When an individual animal is in danger, its reaction depends on the type and origin of the threat. If you touched a hot stove burner, for example, you’d pull your hand away. If the stove set your kitchen on fire, though, you’d probably run out of the house to safety. To see if ant colonies respond similarly, O’Shea-Wheller and his research team at the University of Bristol subjected the insects to mock attacks on different parts of their colonies. They worked with the species Temnothorax albipennis, because these ants spend their time in different locations in and around the nest according to their roles, giving the researchers the opportunity to attack the superorganism’s different “body parts.”

The team collected 30 ant colonies from a quarry in Dorset, England, and transferred them to their lab. Once the ants were settled into their new homes, the researchers simulated predator attacks by scooping up certain worker ants with a tiny brush and removing them from the colonies. In some attacks, they removed scouts that were leaving the nests or walking around the periphery, while in others they pulled the tops off the nests and kidnapped ants from their centers.

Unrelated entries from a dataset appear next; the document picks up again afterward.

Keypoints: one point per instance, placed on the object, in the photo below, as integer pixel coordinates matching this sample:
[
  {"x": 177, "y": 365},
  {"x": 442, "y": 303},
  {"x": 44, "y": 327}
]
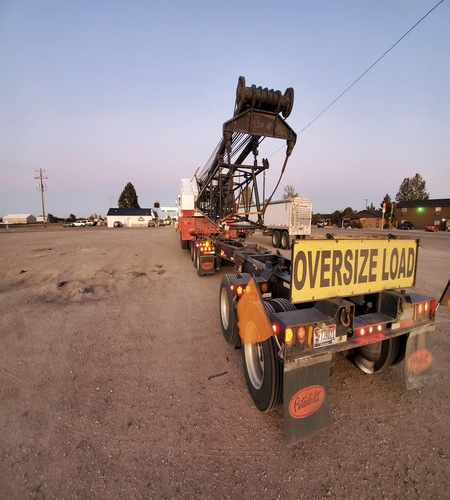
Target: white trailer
[{"x": 288, "y": 220}]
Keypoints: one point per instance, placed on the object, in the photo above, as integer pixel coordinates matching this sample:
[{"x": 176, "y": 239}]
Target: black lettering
[
  {"x": 393, "y": 267},
  {"x": 384, "y": 273},
  {"x": 402, "y": 266},
  {"x": 348, "y": 266},
  {"x": 410, "y": 265},
  {"x": 362, "y": 278},
  {"x": 325, "y": 268},
  {"x": 373, "y": 264},
  {"x": 355, "y": 268},
  {"x": 300, "y": 270},
  {"x": 336, "y": 269},
  {"x": 312, "y": 272}
]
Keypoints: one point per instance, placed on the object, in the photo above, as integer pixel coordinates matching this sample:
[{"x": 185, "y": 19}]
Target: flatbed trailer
[{"x": 291, "y": 316}]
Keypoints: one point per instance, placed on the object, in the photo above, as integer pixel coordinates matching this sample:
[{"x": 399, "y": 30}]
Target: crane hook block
[{"x": 264, "y": 99}]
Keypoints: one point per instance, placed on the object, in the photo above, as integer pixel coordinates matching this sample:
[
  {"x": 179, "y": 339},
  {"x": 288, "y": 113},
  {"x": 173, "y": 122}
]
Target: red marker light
[
  {"x": 289, "y": 335},
  {"x": 301, "y": 333}
]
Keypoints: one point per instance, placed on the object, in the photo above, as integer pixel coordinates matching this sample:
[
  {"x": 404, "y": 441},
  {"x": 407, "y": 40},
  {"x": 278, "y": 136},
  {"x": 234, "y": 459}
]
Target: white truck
[{"x": 287, "y": 220}]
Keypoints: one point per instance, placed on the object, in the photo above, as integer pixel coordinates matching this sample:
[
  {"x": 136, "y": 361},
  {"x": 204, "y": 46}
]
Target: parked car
[{"x": 80, "y": 223}]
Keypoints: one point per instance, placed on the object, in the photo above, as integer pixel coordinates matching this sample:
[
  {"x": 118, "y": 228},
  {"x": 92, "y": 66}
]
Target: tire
[
  {"x": 285, "y": 242},
  {"x": 374, "y": 358},
  {"x": 264, "y": 374},
  {"x": 276, "y": 238},
  {"x": 227, "y": 309},
  {"x": 195, "y": 259},
  {"x": 184, "y": 243}
]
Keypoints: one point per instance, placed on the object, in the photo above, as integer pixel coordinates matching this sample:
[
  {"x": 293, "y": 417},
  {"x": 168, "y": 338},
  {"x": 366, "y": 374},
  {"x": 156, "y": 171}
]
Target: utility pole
[{"x": 42, "y": 187}]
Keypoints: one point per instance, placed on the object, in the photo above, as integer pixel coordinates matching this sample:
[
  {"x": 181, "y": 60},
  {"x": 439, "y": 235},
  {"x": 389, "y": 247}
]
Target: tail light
[
  {"x": 424, "y": 310},
  {"x": 369, "y": 330}
]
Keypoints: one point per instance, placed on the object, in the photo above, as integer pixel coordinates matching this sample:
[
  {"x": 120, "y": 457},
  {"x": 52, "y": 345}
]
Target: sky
[{"x": 99, "y": 93}]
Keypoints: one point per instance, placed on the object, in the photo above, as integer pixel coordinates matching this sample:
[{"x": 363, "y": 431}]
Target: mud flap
[
  {"x": 419, "y": 358},
  {"x": 305, "y": 396}
]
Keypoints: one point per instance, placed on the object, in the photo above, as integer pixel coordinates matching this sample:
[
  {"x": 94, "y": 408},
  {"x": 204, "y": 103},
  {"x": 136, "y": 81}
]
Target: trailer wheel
[
  {"x": 285, "y": 242},
  {"x": 374, "y": 358},
  {"x": 276, "y": 237},
  {"x": 264, "y": 374},
  {"x": 227, "y": 308},
  {"x": 184, "y": 243}
]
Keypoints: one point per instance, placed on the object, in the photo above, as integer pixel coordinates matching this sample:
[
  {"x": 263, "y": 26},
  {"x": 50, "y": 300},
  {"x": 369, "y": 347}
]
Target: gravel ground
[{"x": 115, "y": 382}]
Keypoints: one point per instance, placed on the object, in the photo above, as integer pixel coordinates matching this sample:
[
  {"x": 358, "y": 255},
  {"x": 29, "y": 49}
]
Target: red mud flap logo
[
  {"x": 420, "y": 360},
  {"x": 307, "y": 401}
]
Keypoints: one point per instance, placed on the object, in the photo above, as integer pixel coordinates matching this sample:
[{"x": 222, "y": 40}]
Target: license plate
[{"x": 324, "y": 336}]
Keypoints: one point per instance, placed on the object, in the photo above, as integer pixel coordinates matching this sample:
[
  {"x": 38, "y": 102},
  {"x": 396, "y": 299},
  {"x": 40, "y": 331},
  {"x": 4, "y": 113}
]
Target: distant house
[
  {"x": 366, "y": 219},
  {"x": 131, "y": 217},
  {"x": 19, "y": 219},
  {"x": 423, "y": 213}
]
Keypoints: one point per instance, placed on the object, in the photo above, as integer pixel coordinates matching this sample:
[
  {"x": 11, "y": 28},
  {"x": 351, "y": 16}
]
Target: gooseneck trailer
[{"x": 291, "y": 316}]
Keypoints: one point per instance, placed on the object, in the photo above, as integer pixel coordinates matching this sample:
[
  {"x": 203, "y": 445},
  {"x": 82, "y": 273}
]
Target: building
[
  {"x": 19, "y": 219},
  {"x": 423, "y": 213},
  {"x": 365, "y": 219},
  {"x": 131, "y": 217}
]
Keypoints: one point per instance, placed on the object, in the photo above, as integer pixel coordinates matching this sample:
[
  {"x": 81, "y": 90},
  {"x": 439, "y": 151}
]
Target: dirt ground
[{"x": 115, "y": 382}]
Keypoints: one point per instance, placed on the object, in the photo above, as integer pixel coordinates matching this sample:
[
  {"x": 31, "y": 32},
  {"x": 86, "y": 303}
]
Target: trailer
[
  {"x": 291, "y": 316},
  {"x": 287, "y": 220}
]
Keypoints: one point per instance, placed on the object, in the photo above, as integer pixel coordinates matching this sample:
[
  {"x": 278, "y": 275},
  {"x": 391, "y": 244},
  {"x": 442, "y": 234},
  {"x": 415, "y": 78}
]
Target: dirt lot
[{"x": 115, "y": 382}]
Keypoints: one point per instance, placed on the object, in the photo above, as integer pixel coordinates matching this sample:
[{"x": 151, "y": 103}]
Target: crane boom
[{"x": 228, "y": 187}]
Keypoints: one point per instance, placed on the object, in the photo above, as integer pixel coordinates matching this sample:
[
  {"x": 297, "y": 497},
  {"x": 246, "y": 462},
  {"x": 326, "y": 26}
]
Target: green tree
[
  {"x": 128, "y": 198},
  {"x": 289, "y": 192},
  {"x": 412, "y": 189}
]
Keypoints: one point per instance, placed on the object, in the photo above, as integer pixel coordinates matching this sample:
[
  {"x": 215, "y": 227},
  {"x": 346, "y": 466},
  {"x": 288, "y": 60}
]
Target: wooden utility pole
[{"x": 42, "y": 187}]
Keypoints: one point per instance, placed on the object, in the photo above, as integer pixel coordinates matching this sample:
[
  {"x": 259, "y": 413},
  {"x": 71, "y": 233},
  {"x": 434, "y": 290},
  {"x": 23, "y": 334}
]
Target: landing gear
[{"x": 374, "y": 358}]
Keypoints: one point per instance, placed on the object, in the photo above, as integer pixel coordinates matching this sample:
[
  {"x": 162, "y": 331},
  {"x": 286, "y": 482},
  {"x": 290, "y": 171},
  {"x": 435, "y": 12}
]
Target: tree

The colonies responded differently to the various types of attacks. When scouts were removed, other ants retreated inside the nest and the colony slowed or stopped the exit of new scouts. The reaction is similar to the withdrawal reflex a single organism might show in response to injuring a limb, the researchers say. Meanwhile, when ants were removed from the center of the nest, the whole colony picked up and moved out, coordinating a mass evacuation of the nest and moving to a new one—all while protecting the queen, eggs, and larvae.

In both of these situations, the ants reacted collectively to the loss of just a few workers in ways that were specific to the location of the attacks. In other words, they dealt with injuries to their "extremities" and their "heart" in different ways.

“Superorganisms may benefit from reacting as a single entity to the threat of predation,” the researchers write. "This highlights the propensity for ant colonies to employ a multi-organismal ‘nervous system’ to deal with challenges.”